The teachers union argued that the plan should have been negotiated first. An arbitrator agreed and issued a report recommending that the pilot program stop immediately and that the district negotiate any future offerings. The union and school board are set to start negotiations next month about how to change teacher pay, using new money voters approved in November.

When school board members first considered the arbitrator’s report last month, they declined to accept the findings, which were not binding. That raised concerns for union members that the district might implement bonuses again without first negotiating them.

Tuesday’s new resolution, approved on a 5-1 vote, accepted the full arbitrator’s report and its recommendations.
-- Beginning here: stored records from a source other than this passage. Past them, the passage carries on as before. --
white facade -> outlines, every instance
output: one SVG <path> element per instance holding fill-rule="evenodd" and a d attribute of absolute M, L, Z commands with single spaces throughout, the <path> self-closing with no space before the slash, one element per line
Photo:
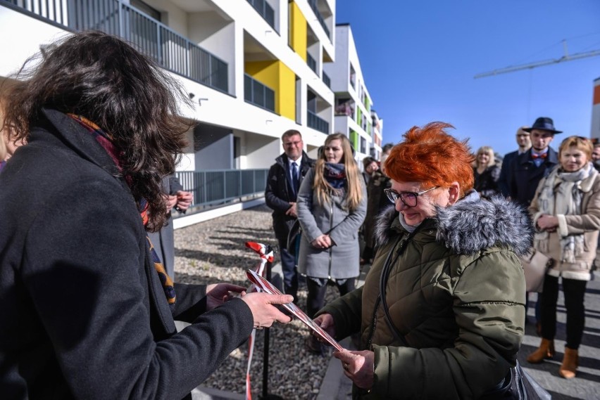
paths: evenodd
<path fill-rule="evenodd" d="M 156 27 L 162 30 L 160 34 L 163 36 L 158 39 L 158 46 L 162 46 L 160 56 L 169 60 L 168 65 L 161 65 L 180 82 L 192 99 L 193 107 L 182 107 L 182 115 L 199 122 L 189 133 L 191 144 L 179 170 L 268 168 L 282 151 L 280 137 L 286 130 L 300 131 L 306 150 L 313 155 L 323 143 L 326 134 L 334 131 L 335 96 L 323 82 L 323 65 L 335 58 L 335 0 L 316 1 L 319 18 L 308 0 L 291 3 L 287 0 L 262 0 L 258 8 L 272 10 L 273 26 L 267 17 L 263 18 L 247 0 L 144 2 L 144 6 L 158 13 L 160 23 L 138 13 L 134 0 L 131 4 L 128 0 L 123 1 L 122 6 L 130 11 L 127 15 L 143 19 L 155 31 Z M 64 26 L 73 26 L 75 13 L 69 9 L 69 4 L 73 3 L 85 8 L 94 1 L 50 0 L 45 3 L 50 4 L 47 10 L 30 10 L 38 17 L 54 22 L 27 13 L 24 8 L 32 6 L 25 0 L 23 6 L 0 4 L 0 37 L 5 38 L 0 41 L 0 54 L 3 55 L 0 58 L 0 78 L 13 75 L 28 57 L 39 51 L 41 46 L 68 34 Z M 106 1 L 106 4 L 109 3 Z M 254 0 L 254 3 L 259 1 Z M 63 10 L 63 15 L 54 15 L 54 5 L 57 5 L 56 10 Z M 290 12 L 292 8 L 293 15 Z M 289 29 L 292 17 L 295 18 L 293 30 Z M 87 27 L 106 30 L 93 24 Z M 325 28 L 330 31 L 329 35 Z M 128 33 L 132 37 L 142 35 L 139 32 Z M 290 34 L 295 35 L 295 49 L 290 44 Z M 175 37 L 177 39 L 173 39 Z M 185 68 L 192 70 L 192 61 L 186 64 L 185 60 L 181 60 L 182 57 L 168 58 L 184 53 L 185 57 L 192 58 L 180 41 L 189 41 L 214 56 L 211 60 L 226 65 L 221 70 L 226 72 L 220 78 L 225 86 L 218 89 L 200 83 L 189 75 L 192 72 L 187 75 L 182 72 Z M 315 60 L 315 71 L 307 63 L 307 55 Z M 280 75 L 270 76 L 270 70 L 265 72 L 261 69 L 263 65 L 268 65 Z M 199 67 L 198 65 L 199 62 L 196 65 Z M 274 110 L 245 100 L 246 76 L 253 73 L 254 75 L 250 77 L 253 82 L 273 90 Z M 207 76 L 204 72 L 201 75 Z M 252 86 L 253 90 L 255 87 Z M 290 87 L 293 90 L 290 91 Z M 290 92 L 294 92 L 294 96 L 286 100 Z M 290 102 L 293 103 L 292 105 Z M 280 108 L 278 112 L 275 111 L 277 108 Z M 310 116 L 309 108 L 312 108 Z M 309 117 L 312 118 L 310 124 Z M 315 126 L 315 123 L 320 131 L 325 131 L 309 127 L 309 124 Z"/>
<path fill-rule="evenodd" d="M 352 30 L 348 24 L 335 27 L 335 61 L 325 65 L 335 93 L 335 131 L 348 136 L 356 160 L 377 151 L 373 148 L 373 101 L 363 76 Z M 381 152 L 380 140 L 378 153 Z M 360 164 L 362 168 L 362 164 Z"/>

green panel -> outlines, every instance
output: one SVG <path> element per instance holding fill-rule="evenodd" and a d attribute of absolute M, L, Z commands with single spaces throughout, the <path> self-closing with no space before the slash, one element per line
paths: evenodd
<path fill-rule="evenodd" d="M 354 131 L 350 131 L 350 143 L 354 146 L 354 149 L 358 148 L 358 134 Z"/>

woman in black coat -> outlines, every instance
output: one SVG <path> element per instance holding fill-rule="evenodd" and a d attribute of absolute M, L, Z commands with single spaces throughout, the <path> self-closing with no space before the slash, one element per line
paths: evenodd
<path fill-rule="evenodd" d="M 500 193 L 498 187 L 500 167 L 495 164 L 494 150 L 491 147 L 485 146 L 477 150 L 473 175 L 475 176 L 473 188 L 481 197 L 489 199 Z"/>
<path fill-rule="evenodd" d="M 290 320 L 270 304 L 291 296 L 173 285 L 150 250 L 189 128 L 159 67 L 89 32 L 19 78 L 4 122 L 27 143 L 0 174 L 3 399 L 182 399 L 253 327 Z"/>

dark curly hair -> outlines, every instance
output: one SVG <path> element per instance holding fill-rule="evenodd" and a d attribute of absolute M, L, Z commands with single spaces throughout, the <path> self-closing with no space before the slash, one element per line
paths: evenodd
<path fill-rule="evenodd" d="M 121 152 L 137 201 L 148 202 L 146 229 L 165 221 L 161 180 L 175 171 L 192 124 L 180 116 L 189 99 L 154 61 L 123 40 L 101 32 L 76 33 L 42 51 L 39 63 L 16 74 L 5 123 L 11 138 L 27 141 L 44 108 L 82 115 L 108 133 Z"/>

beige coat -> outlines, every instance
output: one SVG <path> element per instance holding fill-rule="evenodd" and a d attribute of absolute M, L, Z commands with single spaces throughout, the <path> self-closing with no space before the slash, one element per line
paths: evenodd
<path fill-rule="evenodd" d="M 552 175 L 550 175 L 551 176 Z M 547 178 L 540 181 L 535 191 L 535 196 L 531 202 L 529 211 L 533 217 L 534 226 L 542 215 L 539 211 L 538 196 Z M 589 176 L 581 181 L 580 189 L 583 193 L 582 212 L 580 215 L 556 215 L 558 226 L 549 237 L 548 255 L 554 259 L 554 264 L 549 269 L 548 274 L 552 276 L 563 276 L 568 279 L 589 280 L 590 271 L 596 249 L 598 246 L 598 232 L 600 229 L 600 174 L 594 169 Z M 561 236 L 568 235 L 584 235 L 584 252 L 578 255 L 575 263 L 560 262 Z"/>

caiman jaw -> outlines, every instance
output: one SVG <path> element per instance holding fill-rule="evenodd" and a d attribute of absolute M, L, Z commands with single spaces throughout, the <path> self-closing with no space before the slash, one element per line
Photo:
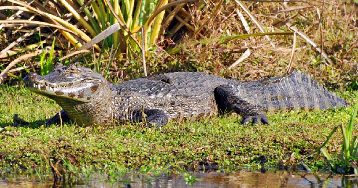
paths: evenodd
<path fill-rule="evenodd" d="M 90 96 L 96 91 L 100 84 L 96 83 L 96 81 L 94 80 L 95 79 L 87 78 L 88 79 L 84 78 L 72 83 L 55 83 L 48 82 L 43 76 L 33 73 L 26 76 L 24 81 L 29 89 L 53 99 L 59 97 L 65 98 L 74 101 L 88 102 L 90 101 Z M 91 83 L 87 83 L 87 81 L 90 81 Z"/>

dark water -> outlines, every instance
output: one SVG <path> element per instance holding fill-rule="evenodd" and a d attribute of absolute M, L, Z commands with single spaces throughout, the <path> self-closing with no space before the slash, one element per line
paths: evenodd
<path fill-rule="evenodd" d="M 311 188 L 358 187 L 357 178 L 324 174 L 315 175 L 302 173 L 284 171 L 259 172 L 240 172 L 232 173 L 211 172 L 194 173 L 195 178 L 200 178 L 189 185 L 183 175 L 161 174 L 148 176 L 136 174 L 126 174 L 120 179 L 111 181 L 106 175 L 92 176 L 71 182 L 62 181 L 54 183 L 50 175 L 44 177 L 48 180 L 40 182 L 36 176 L 32 177 L 0 175 L 0 188 L 110 188 L 110 187 L 198 187 L 204 188 Z M 1 174 L 0 174 L 1 175 Z"/>

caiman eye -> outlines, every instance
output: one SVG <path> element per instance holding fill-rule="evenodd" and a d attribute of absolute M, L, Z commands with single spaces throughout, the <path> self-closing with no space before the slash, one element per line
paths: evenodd
<path fill-rule="evenodd" d="M 78 70 L 75 64 L 68 66 L 68 68 L 66 69 L 66 72 L 70 73 L 77 73 Z"/>

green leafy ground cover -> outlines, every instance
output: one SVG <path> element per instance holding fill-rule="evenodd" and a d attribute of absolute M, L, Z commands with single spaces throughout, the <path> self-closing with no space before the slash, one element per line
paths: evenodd
<path fill-rule="evenodd" d="M 352 92 L 340 95 L 353 103 Z M 335 126 L 347 124 L 353 107 L 270 114 L 269 125 L 243 125 L 241 117 L 231 115 L 199 122 L 170 122 L 160 129 L 129 124 L 87 127 L 70 123 L 10 126 L 15 114 L 33 122 L 60 109 L 54 101 L 21 85 L 0 86 L 0 167 L 26 170 L 61 160 L 63 164 L 67 161 L 74 167 L 108 170 L 198 169 L 206 163 L 232 170 L 259 168 L 262 155 L 268 166 L 294 165 L 323 143 Z M 327 144 L 330 153 L 340 151 L 341 135 L 336 133 Z M 322 162 L 314 170 L 326 164 L 323 157 L 319 160 Z M 311 159 L 308 161 L 313 163 Z"/>

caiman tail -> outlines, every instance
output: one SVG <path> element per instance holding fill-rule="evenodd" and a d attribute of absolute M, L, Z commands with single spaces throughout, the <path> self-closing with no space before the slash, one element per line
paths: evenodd
<path fill-rule="evenodd" d="M 335 93 L 299 71 L 257 82 L 264 94 L 258 106 L 264 110 L 320 110 L 347 105 Z"/>

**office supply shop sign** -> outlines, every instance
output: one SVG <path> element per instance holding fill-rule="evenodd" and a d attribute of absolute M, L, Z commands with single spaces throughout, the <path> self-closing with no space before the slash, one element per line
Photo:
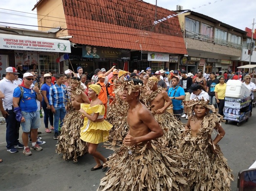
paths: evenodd
<path fill-rule="evenodd" d="M 70 53 L 68 40 L 0 34 L 0 49 Z"/>
<path fill-rule="evenodd" d="M 83 45 L 83 57 L 130 60 L 131 51 L 119 49 L 91 45 Z"/>

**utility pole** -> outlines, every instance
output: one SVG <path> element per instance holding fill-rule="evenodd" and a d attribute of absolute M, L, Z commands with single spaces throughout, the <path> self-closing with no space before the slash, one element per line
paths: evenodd
<path fill-rule="evenodd" d="M 249 64 L 251 64 L 251 54 L 253 51 L 253 32 L 254 31 L 254 24 L 255 23 L 254 22 L 254 19 L 253 19 L 253 27 L 251 28 L 251 47 L 250 48 L 250 59 L 249 61 Z"/>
Board member Monica Colbert voted against the motion, and board member Kevin Cox was absent.

Back in January 2018, school board members approved a budget amendment that included $1.8 million to create the pilot for incentivizing hard-to-fill positions. On Tuesday, board member Cathy Wildman said she thought through the budget vote, the school board may have allowed the district to create that incentive program, even though the board now accepts the finding that they should have worked with union before trying this experiment.

“It was a board decision at that time to spend that amount on hard-to-fill positions,” Wildman said.

Board president Marques Ivey said he was not initially convinced by the arbitrator’s position, but said that he later read more and felt he could change his vote based on having more information.

Last month, the Aurora school board discussed the report with its attorney in a closed-door executive session. When the board met in public afterward, it chose not to uphold the entire report, saying that the board could not “come to an agreement.” Instead board members voted on a resolution that asked the school district to negotiate any future “long-term” incentive programs.

Union president Bruce Wilcox called the resolution “poorly worded” and slammed the board for not having the discussion in public, calling it a “backroom deal.” Several other teachers also spoke to the board earlier this month, reminding the newest board members’ of their campaign promises to increase transparency.

Board members responded by saying that they did not hold an official vote; rather the board was only deciding how to proceed in public. Colorado law prohibits schools boards from taking positions, or votes, in private.

The board on Tuesday also pushed the district to provide more detailed information about the results of the pilot and survey results that tried to quantify how it affected teachers deciding to work in Aurora.